The first is in Prov. 5:15: "Drink waters out of thine own cistern, and running waters out of thine own well."
The second is the words of Christ: John 7:38. "He that believeth on me, as the scripture hath said, out of his belly shall flow rivers (or streams) of living waters." For "there is a river the streams whereof make glad the city of God."
The third is that of John 4:14. where Christ signifies, that whosoever drinketh of the water which he giveth, shall never thirst more after water from without, but shall for ever thenceforward be satisfied with the springings up of the well of life from within.

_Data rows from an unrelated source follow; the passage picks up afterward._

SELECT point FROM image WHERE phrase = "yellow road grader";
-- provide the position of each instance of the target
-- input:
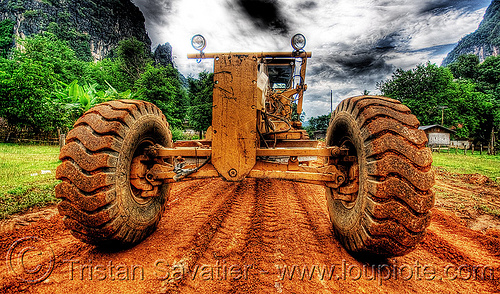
(119, 161)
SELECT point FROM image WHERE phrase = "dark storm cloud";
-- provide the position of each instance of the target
(388, 43)
(265, 14)
(155, 11)
(307, 5)
(441, 6)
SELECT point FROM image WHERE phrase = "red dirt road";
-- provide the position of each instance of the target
(258, 236)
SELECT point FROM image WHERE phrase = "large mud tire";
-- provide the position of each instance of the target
(99, 205)
(390, 210)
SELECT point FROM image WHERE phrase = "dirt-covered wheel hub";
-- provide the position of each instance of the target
(383, 205)
(104, 199)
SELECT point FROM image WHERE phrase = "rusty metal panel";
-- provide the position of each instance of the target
(234, 119)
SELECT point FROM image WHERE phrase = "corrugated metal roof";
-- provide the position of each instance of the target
(435, 126)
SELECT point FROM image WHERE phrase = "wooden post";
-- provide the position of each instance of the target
(62, 141)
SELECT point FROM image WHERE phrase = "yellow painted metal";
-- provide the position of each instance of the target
(287, 151)
(257, 54)
(234, 116)
(184, 152)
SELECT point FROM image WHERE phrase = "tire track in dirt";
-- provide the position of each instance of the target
(262, 224)
(210, 217)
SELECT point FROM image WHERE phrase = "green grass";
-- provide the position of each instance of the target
(487, 165)
(22, 184)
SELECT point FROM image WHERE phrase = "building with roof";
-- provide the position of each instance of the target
(437, 134)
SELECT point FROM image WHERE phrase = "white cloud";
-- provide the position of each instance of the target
(353, 37)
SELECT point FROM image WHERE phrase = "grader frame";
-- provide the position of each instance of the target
(119, 161)
(235, 150)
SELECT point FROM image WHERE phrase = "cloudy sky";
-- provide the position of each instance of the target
(355, 43)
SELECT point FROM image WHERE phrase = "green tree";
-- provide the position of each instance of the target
(200, 97)
(47, 49)
(25, 92)
(466, 67)
(162, 86)
(6, 37)
(425, 88)
(318, 123)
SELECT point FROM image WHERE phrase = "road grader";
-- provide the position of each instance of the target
(119, 161)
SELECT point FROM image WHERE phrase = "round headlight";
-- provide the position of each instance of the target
(198, 42)
(298, 42)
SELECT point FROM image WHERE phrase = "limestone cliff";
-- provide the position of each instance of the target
(93, 28)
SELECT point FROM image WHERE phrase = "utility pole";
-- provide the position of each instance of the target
(331, 101)
(442, 113)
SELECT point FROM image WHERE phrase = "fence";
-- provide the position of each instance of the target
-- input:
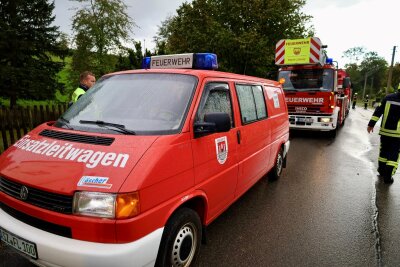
(16, 122)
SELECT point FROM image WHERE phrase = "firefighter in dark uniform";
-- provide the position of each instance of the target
(388, 159)
(354, 100)
(366, 102)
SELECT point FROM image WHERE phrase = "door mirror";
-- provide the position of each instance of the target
(213, 123)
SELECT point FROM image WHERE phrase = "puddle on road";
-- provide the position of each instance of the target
(365, 147)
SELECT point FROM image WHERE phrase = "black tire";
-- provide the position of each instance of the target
(276, 171)
(181, 240)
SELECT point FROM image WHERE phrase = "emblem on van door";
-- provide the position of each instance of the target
(23, 193)
(221, 144)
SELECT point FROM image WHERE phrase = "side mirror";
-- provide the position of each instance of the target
(213, 123)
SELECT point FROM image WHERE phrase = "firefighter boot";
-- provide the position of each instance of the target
(387, 176)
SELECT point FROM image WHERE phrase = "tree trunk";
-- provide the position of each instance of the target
(13, 99)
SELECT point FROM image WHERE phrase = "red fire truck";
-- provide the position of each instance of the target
(318, 94)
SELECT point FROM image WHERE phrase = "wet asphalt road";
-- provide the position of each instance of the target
(328, 209)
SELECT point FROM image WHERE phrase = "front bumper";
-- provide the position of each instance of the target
(54, 250)
(313, 122)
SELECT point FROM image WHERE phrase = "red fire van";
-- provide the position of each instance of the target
(133, 171)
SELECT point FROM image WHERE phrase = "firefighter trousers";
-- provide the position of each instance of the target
(388, 160)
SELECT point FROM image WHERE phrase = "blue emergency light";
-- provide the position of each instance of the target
(203, 61)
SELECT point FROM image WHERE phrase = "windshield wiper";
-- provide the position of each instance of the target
(120, 127)
(65, 122)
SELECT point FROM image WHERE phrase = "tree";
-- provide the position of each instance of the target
(242, 33)
(27, 42)
(64, 45)
(100, 27)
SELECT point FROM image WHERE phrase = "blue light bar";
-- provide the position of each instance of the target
(146, 63)
(204, 61)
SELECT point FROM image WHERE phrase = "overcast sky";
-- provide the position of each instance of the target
(340, 24)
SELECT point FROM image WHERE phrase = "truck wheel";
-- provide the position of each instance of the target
(181, 240)
(276, 171)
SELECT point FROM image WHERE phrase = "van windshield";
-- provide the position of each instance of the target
(307, 79)
(145, 104)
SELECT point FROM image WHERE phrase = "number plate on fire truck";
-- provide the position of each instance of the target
(306, 120)
(18, 243)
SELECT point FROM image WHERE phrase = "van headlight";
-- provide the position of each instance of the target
(326, 120)
(106, 205)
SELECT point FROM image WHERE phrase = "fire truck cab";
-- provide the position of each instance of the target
(133, 171)
(317, 93)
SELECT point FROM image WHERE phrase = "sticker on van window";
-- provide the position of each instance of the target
(276, 100)
(94, 181)
(221, 145)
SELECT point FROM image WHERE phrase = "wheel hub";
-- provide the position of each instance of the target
(184, 247)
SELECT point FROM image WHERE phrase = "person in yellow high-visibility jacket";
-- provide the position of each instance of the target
(86, 80)
(388, 160)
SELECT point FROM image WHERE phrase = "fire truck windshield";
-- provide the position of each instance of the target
(307, 79)
(143, 104)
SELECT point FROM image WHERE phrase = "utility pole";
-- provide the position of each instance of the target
(389, 84)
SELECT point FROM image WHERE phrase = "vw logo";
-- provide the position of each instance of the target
(24, 193)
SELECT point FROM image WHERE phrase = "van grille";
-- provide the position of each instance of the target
(39, 198)
(80, 138)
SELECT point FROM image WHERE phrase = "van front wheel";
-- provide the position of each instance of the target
(276, 171)
(181, 240)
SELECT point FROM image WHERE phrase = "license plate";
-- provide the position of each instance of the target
(19, 243)
(306, 120)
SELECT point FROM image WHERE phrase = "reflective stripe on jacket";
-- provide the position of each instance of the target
(389, 109)
(76, 94)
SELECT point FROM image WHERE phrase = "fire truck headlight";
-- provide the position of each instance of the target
(106, 205)
(325, 120)
(94, 204)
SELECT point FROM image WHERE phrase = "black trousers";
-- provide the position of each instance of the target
(388, 160)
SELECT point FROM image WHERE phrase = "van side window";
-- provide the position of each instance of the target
(216, 98)
(251, 102)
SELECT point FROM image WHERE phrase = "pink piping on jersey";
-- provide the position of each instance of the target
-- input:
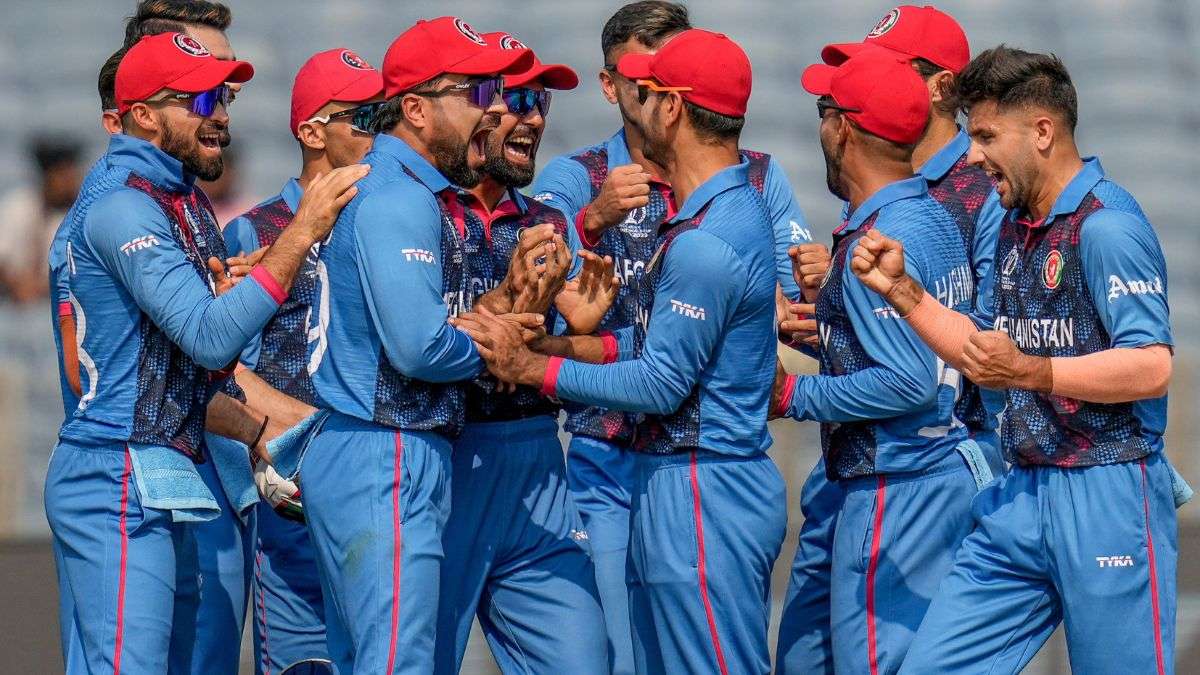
(702, 568)
(871, 569)
(397, 469)
(1153, 577)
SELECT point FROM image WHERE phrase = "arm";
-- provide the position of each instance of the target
(403, 291)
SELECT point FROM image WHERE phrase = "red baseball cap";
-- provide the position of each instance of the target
(888, 96)
(447, 45)
(336, 75)
(551, 76)
(172, 60)
(923, 33)
(717, 70)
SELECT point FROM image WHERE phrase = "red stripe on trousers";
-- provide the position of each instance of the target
(701, 569)
(125, 559)
(395, 551)
(873, 566)
(1153, 577)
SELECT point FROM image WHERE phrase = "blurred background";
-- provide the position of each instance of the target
(1135, 64)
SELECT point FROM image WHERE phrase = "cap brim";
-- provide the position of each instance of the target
(817, 78)
(635, 66)
(213, 73)
(493, 61)
(551, 76)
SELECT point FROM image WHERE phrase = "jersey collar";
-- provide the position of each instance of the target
(426, 173)
(945, 159)
(1072, 196)
(725, 179)
(892, 192)
(150, 162)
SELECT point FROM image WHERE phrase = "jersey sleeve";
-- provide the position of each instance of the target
(132, 239)
(790, 227)
(400, 268)
(1126, 275)
(678, 345)
(903, 376)
(241, 238)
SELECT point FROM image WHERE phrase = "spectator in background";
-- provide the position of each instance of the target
(29, 216)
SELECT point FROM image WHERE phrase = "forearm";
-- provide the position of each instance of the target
(1114, 376)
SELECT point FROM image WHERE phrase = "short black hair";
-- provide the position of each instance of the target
(107, 81)
(649, 21)
(713, 127)
(154, 17)
(1014, 77)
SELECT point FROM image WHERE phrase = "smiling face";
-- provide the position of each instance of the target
(511, 149)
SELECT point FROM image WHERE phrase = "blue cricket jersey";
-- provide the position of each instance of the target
(388, 279)
(150, 329)
(571, 181)
(705, 352)
(1087, 278)
(885, 401)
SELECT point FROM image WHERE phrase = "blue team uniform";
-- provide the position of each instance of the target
(515, 549)
(601, 475)
(804, 632)
(889, 432)
(383, 358)
(288, 610)
(1083, 529)
(131, 490)
(708, 509)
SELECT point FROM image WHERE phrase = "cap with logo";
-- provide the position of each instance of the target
(551, 76)
(922, 33)
(335, 75)
(888, 97)
(175, 61)
(447, 45)
(717, 70)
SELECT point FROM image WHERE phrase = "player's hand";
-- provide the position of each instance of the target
(991, 359)
(585, 299)
(810, 262)
(324, 199)
(625, 189)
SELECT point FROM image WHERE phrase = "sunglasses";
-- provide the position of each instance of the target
(646, 85)
(827, 103)
(522, 100)
(361, 118)
(202, 103)
(480, 91)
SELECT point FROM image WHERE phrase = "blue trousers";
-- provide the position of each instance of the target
(516, 555)
(1092, 547)
(288, 609)
(377, 501)
(706, 531)
(601, 479)
(144, 593)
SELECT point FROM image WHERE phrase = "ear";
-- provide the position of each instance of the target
(607, 85)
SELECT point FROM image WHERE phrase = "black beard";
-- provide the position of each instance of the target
(187, 151)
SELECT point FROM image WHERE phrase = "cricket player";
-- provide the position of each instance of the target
(1083, 529)
(130, 476)
(617, 198)
(886, 404)
(334, 96)
(708, 513)
(515, 551)
(937, 48)
(376, 477)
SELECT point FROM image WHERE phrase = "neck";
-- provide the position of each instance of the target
(1061, 168)
(694, 163)
(941, 130)
(489, 192)
(635, 141)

To these I may add the precious promise of the sweet state of the gospel: Isa. 12:3. "Therefore with joy shall ye draw water out of the wells of salvation." The outward Jew drew the outward water from the outward wells: they had the upper springs, and the nether springs outwardly; but the inward Jew, in the light of the gospel day, draws inward water out of the inward wells with joy. The thirsting after it, when the soul could not meet with it, was a time of great sorrow and perplexity; but when the river of life is found, when the well of life is received, and the water springs up, the soul draws it from the spring, and drinks it with unspeakable joy. This metaphor, or similitude, is explained by the evangelist John, in chap. 7. ver. 39. The receiving of the Spirit, the receiving of the substance, belongs to the Christian's state, as the receiving of the figures did to the Jew's state. When the Spirit is received, the river, the well of life, is received; and then the waters thereof flow, and are drawn and drunk of. Now, the primitive Christians did receive the Spirit, not only in gifts and manifestations, but as a fountain of life and heavenly virtue dwelling within them. Rom. 8:9. And as he dwelt in them, so life sprang up from him, -- peace, joy, knowledge, virtue, wisdom, power, &c.; even the peace which passeth all man's understanding, and joy which is unspeakable and full of glory. The presence <495> of God was with these, and they knew the times of refreshment, even the times of consolation from the holy Comforter.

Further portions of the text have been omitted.